Tag Archives: childhood

A Carnegie Library

Fall                                                   Waxing Autumn Moon

Reading.  Alexandria, Indiana had a Carnegie library, one of those brick and limestone buildings sprinkled throughout American small towns, so ubiquitous we give them little thought.  Like the water tower they’ve always been there.

Ours had a long flight of steps that went up to the solemn, curved stacks of the adult library, a place visited by kids only when they needed something up there, a rare occurrence.  The library also had a concrete ramp with a slight curve that led down, below ground where the children’s books were.

In the spring and early summer the concrete had a musty scent, cement and soil, a comforting, familiar smell that greeted me often as I made regular trips down the ramp.  The library had summer reading programs complete with prizes and stickers and I loved them.  Prizes for reading!  A thing of wonder to this boy bookworm.

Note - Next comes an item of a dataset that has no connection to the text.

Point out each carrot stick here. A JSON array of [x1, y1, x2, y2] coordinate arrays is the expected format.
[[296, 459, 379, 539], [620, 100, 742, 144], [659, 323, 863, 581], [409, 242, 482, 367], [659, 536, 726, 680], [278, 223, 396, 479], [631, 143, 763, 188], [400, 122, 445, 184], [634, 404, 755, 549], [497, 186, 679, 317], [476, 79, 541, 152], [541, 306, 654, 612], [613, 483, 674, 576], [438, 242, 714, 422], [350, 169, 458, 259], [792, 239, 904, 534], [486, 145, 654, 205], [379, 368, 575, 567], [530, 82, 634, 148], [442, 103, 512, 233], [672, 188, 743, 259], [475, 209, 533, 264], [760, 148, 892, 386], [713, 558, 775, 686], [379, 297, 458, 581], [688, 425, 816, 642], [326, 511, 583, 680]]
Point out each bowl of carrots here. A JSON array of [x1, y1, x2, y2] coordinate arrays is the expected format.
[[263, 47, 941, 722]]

The hours I spent down there, reading or finding books, fed a now lifelong habit and a love of books, not rare editions or signed first editions, but of books themselves, purveyors of wonder and mystery.

My favorite book was the Silver Llama, a story of a young boy and his llama, somewhere in the Andes.  I remember its silver cover, the rounded spine that always felt smooth against my thumb.  Even after I quit reading it, I would visit it from time to time, just to fell the spine and see the dull shine of its silver.

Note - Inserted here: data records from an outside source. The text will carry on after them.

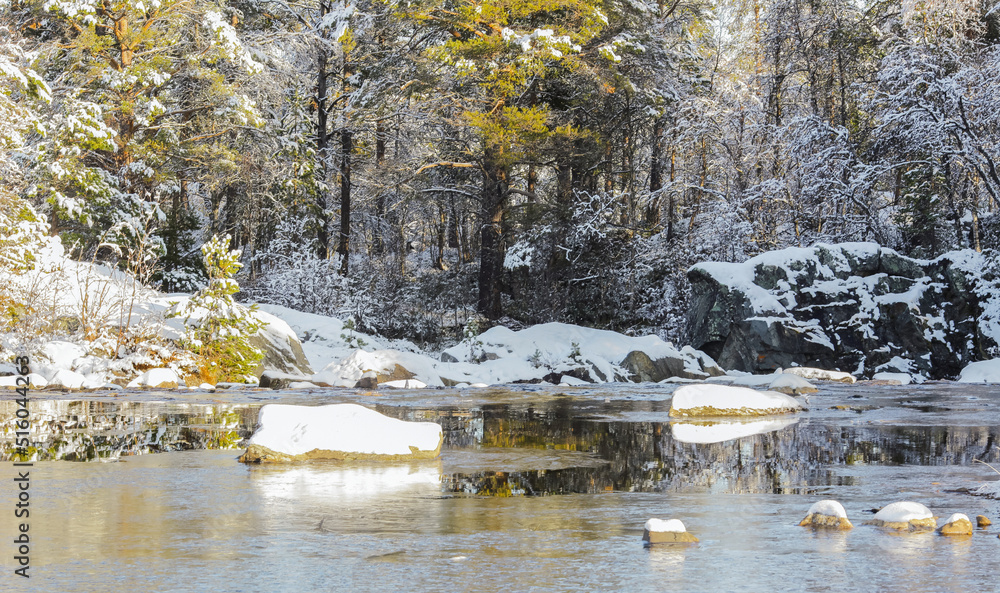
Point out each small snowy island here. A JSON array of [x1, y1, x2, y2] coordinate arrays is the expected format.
[[670, 384, 802, 416], [642, 519, 698, 545], [240, 404, 444, 463], [799, 500, 854, 529], [867, 501, 937, 531]]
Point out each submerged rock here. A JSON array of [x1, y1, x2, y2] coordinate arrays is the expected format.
[[866, 502, 937, 531], [938, 513, 972, 535], [799, 500, 854, 529], [642, 519, 698, 544], [240, 404, 444, 463]]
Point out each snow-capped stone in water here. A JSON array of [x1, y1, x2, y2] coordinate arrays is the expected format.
[[642, 519, 698, 544], [867, 502, 937, 531], [872, 373, 913, 385], [127, 369, 181, 389], [670, 417, 799, 445], [958, 358, 1000, 384], [938, 513, 972, 535], [768, 373, 819, 395], [670, 384, 802, 416], [382, 379, 427, 389], [782, 367, 857, 383], [0, 373, 49, 389], [240, 404, 444, 463], [799, 500, 854, 529], [48, 369, 88, 389]]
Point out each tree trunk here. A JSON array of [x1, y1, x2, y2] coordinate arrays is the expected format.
[[315, 36, 330, 259], [337, 130, 354, 276], [646, 116, 664, 227], [477, 150, 507, 320]]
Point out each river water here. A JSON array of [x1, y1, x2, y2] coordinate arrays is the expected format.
[[0, 383, 1000, 592]]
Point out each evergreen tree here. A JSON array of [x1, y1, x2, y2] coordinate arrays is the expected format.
[[171, 235, 265, 384]]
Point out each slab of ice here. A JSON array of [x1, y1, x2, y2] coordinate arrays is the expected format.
[[958, 358, 1000, 384], [250, 404, 442, 456], [670, 384, 802, 416]]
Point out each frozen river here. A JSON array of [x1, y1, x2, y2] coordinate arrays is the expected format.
[[0, 383, 1000, 592]]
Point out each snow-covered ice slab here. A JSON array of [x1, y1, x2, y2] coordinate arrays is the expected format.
[[670, 418, 799, 445], [868, 501, 937, 531], [670, 384, 802, 416], [240, 404, 444, 463]]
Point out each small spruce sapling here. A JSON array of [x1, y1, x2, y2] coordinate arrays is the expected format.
[[171, 235, 267, 383]]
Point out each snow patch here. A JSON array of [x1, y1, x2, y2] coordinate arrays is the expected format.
[[250, 404, 442, 455]]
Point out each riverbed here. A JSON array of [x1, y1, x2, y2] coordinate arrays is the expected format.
[[0, 383, 1000, 592]]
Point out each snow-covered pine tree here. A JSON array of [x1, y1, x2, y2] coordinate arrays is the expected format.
[[171, 235, 266, 384]]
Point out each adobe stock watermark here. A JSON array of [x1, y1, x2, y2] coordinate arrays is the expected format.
[[14, 356, 34, 578]]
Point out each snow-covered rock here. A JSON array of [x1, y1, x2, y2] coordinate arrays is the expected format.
[[310, 350, 451, 387], [767, 373, 819, 395], [972, 480, 1000, 498], [240, 404, 443, 463], [782, 367, 857, 383], [688, 243, 1000, 378], [958, 358, 1000, 384], [799, 500, 854, 529], [872, 373, 913, 385], [127, 369, 182, 389], [310, 323, 722, 389], [0, 373, 49, 389], [867, 501, 937, 531], [670, 384, 802, 416], [249, 311, 313, 377], [938, 513, 972, 535], [670, 417, 799, 445], [642, 519, 698, 544], [48, 369, 89, 389], [382, 379, 427, 389], [442, 323, 722, 382]]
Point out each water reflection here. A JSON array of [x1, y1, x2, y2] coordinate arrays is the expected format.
[[670, 416, 799, 445]]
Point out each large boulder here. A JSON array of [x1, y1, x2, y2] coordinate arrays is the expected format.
[[621, 348, 725, 382], [688, 243, 998, 378], [249, 311, 313, 378]]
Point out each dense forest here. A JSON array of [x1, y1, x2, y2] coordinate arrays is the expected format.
[[0, 0, 1000, 343]]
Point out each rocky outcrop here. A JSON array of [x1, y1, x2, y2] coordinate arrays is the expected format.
[[688, 243, 996, 378], [249, 311, 313, 377], [621, 348, 726, 382], [938, 513, 972, 535]]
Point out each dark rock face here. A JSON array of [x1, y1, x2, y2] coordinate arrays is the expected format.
[[621, 350, 725, 382], [688, 243, 997, 378]]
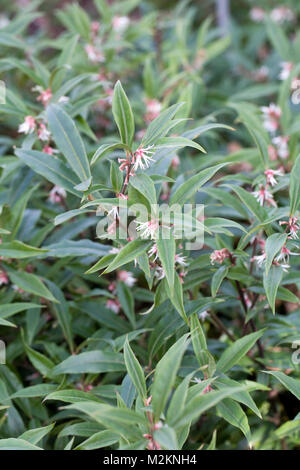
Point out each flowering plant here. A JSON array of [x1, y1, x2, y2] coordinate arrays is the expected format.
[[0, 0, 300, 450]]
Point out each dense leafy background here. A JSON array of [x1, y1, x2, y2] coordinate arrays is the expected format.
[[0, 0, 300, 450]]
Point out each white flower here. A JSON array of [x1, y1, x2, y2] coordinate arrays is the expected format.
[[136, 219, 159, 239], [198, 310, 209, 321], [148, 243, 158, 261], [250, 7, 265, 23], [154, 266, 166, 281], [112, 16, 130, 33], [18, 116, 36, 134], [260, 103, 281, 133], [106, 299, 121, 313], [0, 15, 9, 29], [278, 62, 293, 80], [251, 253, 266, 268], [107, 206, 119, 219], [133, 145, 154, 170], [109, 246, 121, 255], [118, 271, 136, 287], [279, 217, 300, 240], [270, 6, 295, 24], [38, 123, 51, 142], [265, 170, 283, 186], [272, 136, 289, 159], [58, 96, 70, 103], [175, 253, 188, 266], [85, 44, 105, 63], [252, 184, 277, 207], [49, 185, 67, 204]]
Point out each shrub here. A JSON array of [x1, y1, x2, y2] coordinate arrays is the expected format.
[[0, 0, 300, 450]]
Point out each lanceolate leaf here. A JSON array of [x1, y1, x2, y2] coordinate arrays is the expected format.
[[290, 155, 300, 216], [124, 339, 147, 400], [264, 370, 300, 400], [156, 228, 176, 292], [112, 81, 134, 147], [103, 240, 151, 274], [265, 233, 287, 275], [151, 335, 188, 420], [47, 104, 91, 182], [217, 330, 264, 373], [16, 149, 80, 197], [263, 266, 283, 313], [170, 163, 228, 205]]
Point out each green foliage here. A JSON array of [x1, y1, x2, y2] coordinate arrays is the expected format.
[[0, 0, 300, 450]]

Libraries are still among my favorite places on earth, temples to generosity, human creativity and self education.

Mammals Here Nap

Fall                                                   Waxing Dark Moon

It has been a strange fall for  leaf change and leaf shedding.  Our trees were green until just a week or so ago, then the trees with golden fall colors like the birch and the poplars changed.  A few of the red changed, but the large numbers of oak and ash trees still have their leaves.  They are brown, not green.

The wet, cool day put all the mammals here in a stupor.  Rigel and Vega slept in their crates instead of playing outside; the whippets dozed on chairs and the couch.  My eyes began to wink shut while I read about the masterpiece and Kate decided for an early nap.  So did I.  Something in us furry creatures find wet, fall days a nice time to head into the den and rest up.

Sarah, Lois our housekeeper’s daughter, took care of the 17 year old at Hennepin General.  She’s a nurse in the pediatric ICU.  That was a good story about backs against the wall medicine.

If I had a school age child, I told Kate, I’d be worried.  The random nature of the H1N1 serious complications makes it difficult to know just what to do.  Kate then reminded me of a reality I knew vaguely, but which surprised me.

Parents as late as the 1950’s and early 60’s lived in an age when it was still common for children to die.  Measles, mumps, diptheria, flu complications, polio all claimed the lives of children while adults who had them and lived were unharmed.  This is such a different reality from our own, an era when the death of a child is seen as an anomaly, an act against nature, when in fact, for the bulk of human history, living into adulthood has been the anomaly.

Even so, if you were a pioneer and you knew the odds of your children living into adulthood were low, the death of a child would still be the death of your child.  Hard.  In that regard those must of have been times of uncountable sorrow.